Bu kopya meselesi bana oldum olası tuhaf gelmiştir.
Nedense o yıllarda pek kimseyi rahatsız etmiyordu; çizgi roman camiasının
önemli bir bölümüne tamamen “normal” geliyordu. Kopya çekenlere kulak
verirseniz, çizemeyenler “boş boş konuşuyordu” zaten. Aradan otuz yılı aşkın
zaman geçti. O tarihlerde Türkiye Çocuk dergisinin müdürüyle konuşmuştum;
dergideki çizgi romanların yabancı örneklerden birebir alınmasıyla
ilgilenmediğini, bunu dert etmediğini söylemişti. Hatta “Yapabiliyorsan sen
getir, senden de alayım,” diye meydan okumuştu. Hâlâ bir yerlerde ses kaydı
duruyor olabilir.
Laf dönüp dolaşıp hep aynı yere geliyordu: Kopya çekmek
zorundaydılar, çünkü zaman azdı; ücret düşüktü; piyasayı beslemek gerekiyordu;
herkes böyle yapıyordu ve saire… Gerekçeler tek tek sıralanıyor, her biri “haklı
mazeret” gibi masaya konuyordu. Ünlü sayılan bir çizer, hiç sıkılmadan şöyle
demişti: “E işte Suat Yalaz’la tanıştım, o kötü oldu, bana kopyacılığı öğretti.”
Yani özetle: Ben kopya çekiyorum, çünkü bana öğrettiler. Suç üst kuşağa, üst
kuşak da “dönem koşulları”na devrediliyordu.
“O zamanlar öyleydi” diyerek yapılan bu toplu meşrulaştırmayı
hâlâ pek anlayamıyorum.
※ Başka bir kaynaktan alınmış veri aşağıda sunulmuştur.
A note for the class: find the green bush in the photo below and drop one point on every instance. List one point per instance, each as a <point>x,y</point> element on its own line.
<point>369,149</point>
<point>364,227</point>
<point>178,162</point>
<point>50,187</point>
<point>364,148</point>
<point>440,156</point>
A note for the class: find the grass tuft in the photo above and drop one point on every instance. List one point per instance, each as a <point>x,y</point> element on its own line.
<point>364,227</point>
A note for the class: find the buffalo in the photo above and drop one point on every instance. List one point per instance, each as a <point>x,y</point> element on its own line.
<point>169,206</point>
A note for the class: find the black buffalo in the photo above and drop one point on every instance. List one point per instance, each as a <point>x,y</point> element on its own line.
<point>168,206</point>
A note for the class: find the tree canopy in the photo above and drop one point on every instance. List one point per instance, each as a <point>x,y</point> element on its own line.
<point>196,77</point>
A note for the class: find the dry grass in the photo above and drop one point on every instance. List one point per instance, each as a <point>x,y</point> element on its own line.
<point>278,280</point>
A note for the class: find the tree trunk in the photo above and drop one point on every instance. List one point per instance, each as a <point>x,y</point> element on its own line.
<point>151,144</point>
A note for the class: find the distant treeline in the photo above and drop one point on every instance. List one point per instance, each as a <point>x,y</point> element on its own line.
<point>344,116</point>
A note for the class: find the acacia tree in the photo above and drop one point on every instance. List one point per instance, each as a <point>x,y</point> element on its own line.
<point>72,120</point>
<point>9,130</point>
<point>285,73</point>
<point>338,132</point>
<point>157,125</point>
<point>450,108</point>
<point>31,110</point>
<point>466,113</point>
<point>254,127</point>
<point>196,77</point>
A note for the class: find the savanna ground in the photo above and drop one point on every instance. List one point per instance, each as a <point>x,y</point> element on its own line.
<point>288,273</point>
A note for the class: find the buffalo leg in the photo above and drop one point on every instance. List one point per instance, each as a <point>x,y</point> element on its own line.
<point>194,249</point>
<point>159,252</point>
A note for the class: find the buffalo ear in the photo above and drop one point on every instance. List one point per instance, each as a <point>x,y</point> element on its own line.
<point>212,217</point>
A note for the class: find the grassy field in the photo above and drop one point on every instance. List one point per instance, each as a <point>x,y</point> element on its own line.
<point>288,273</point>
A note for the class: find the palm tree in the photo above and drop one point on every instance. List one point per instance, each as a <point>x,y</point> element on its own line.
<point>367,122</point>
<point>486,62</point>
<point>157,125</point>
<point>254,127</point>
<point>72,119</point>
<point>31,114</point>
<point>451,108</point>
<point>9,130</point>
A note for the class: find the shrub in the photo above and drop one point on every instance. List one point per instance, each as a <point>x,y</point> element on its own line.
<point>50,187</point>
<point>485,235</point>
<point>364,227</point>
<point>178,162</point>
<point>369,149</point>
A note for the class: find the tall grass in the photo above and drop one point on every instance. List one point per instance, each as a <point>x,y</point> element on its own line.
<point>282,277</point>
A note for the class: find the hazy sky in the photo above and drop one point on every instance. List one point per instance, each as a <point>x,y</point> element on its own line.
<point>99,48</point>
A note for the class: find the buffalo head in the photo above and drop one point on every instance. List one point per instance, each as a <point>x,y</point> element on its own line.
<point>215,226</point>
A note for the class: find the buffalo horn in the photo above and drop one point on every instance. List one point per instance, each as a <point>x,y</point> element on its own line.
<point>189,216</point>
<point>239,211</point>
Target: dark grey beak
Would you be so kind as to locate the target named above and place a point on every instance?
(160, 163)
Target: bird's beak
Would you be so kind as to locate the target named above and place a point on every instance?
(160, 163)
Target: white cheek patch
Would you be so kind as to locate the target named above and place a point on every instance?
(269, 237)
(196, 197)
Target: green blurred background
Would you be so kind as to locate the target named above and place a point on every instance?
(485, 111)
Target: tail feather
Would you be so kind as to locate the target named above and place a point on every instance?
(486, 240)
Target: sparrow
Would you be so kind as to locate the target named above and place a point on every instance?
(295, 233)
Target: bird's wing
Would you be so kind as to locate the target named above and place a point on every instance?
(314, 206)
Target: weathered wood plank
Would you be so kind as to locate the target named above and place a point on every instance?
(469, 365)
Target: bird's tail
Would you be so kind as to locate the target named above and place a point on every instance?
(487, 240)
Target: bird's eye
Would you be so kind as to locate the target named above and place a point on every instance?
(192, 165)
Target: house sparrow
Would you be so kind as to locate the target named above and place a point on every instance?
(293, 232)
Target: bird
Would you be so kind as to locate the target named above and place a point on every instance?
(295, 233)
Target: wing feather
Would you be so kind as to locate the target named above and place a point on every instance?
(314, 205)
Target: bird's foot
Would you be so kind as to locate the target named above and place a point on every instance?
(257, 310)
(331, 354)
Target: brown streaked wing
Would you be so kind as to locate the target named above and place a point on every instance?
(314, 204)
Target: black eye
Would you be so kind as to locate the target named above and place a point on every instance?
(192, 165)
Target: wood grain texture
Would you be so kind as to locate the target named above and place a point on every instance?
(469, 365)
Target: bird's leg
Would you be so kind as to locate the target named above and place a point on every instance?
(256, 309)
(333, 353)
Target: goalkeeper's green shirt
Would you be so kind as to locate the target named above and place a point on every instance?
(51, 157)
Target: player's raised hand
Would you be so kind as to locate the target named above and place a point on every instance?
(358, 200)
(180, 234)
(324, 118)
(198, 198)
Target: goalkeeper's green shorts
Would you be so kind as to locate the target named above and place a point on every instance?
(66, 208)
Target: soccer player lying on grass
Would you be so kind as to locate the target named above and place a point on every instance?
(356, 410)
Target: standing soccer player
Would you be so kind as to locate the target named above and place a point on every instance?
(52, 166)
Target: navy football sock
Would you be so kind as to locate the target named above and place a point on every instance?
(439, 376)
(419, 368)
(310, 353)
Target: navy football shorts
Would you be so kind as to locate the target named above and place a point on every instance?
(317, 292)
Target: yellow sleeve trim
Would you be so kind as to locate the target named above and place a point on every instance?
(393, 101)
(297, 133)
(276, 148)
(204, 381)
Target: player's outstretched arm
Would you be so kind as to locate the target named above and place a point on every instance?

Çocukken okuyup sevdiğim kimi çizgi romanların yabancı
örneklerden birebir kopya olduğunu sonradan fark ettiğimde yaşadığım hayal kırıklığını
çok iyi hatırlıyorum. Ortada “masum bir hile” falan yoktu; doğru değildi, etik değildi
ve üstelik hukuken de karşılığı olan bir fiilden söz ediyoruz.
Elbette, geriye dönüp baktığımızda o dönemin koşullarını anlamaya çalışabiliriz. Anlamak, katılmak ya da kabullenmek zorunda olduğumuz anlamına gelmiyor. İnternet yoktu, dünya bugünkü kadar iç içe geçmiş değildi, telif takip etmek zordu; dolayısıyla “daha rahat” hırsızlık yapılabiliyordu, evet. Ama yine de yapmayanlar vardı. Özgün işler de üretildi, hem de hiç azımsanmayacak kadar. Tam da bu yüzden, kopyacılığın “başka çare yoktu” diye topluca aklanmasını, bugün bile, pek inandırıcı bulmuyorum.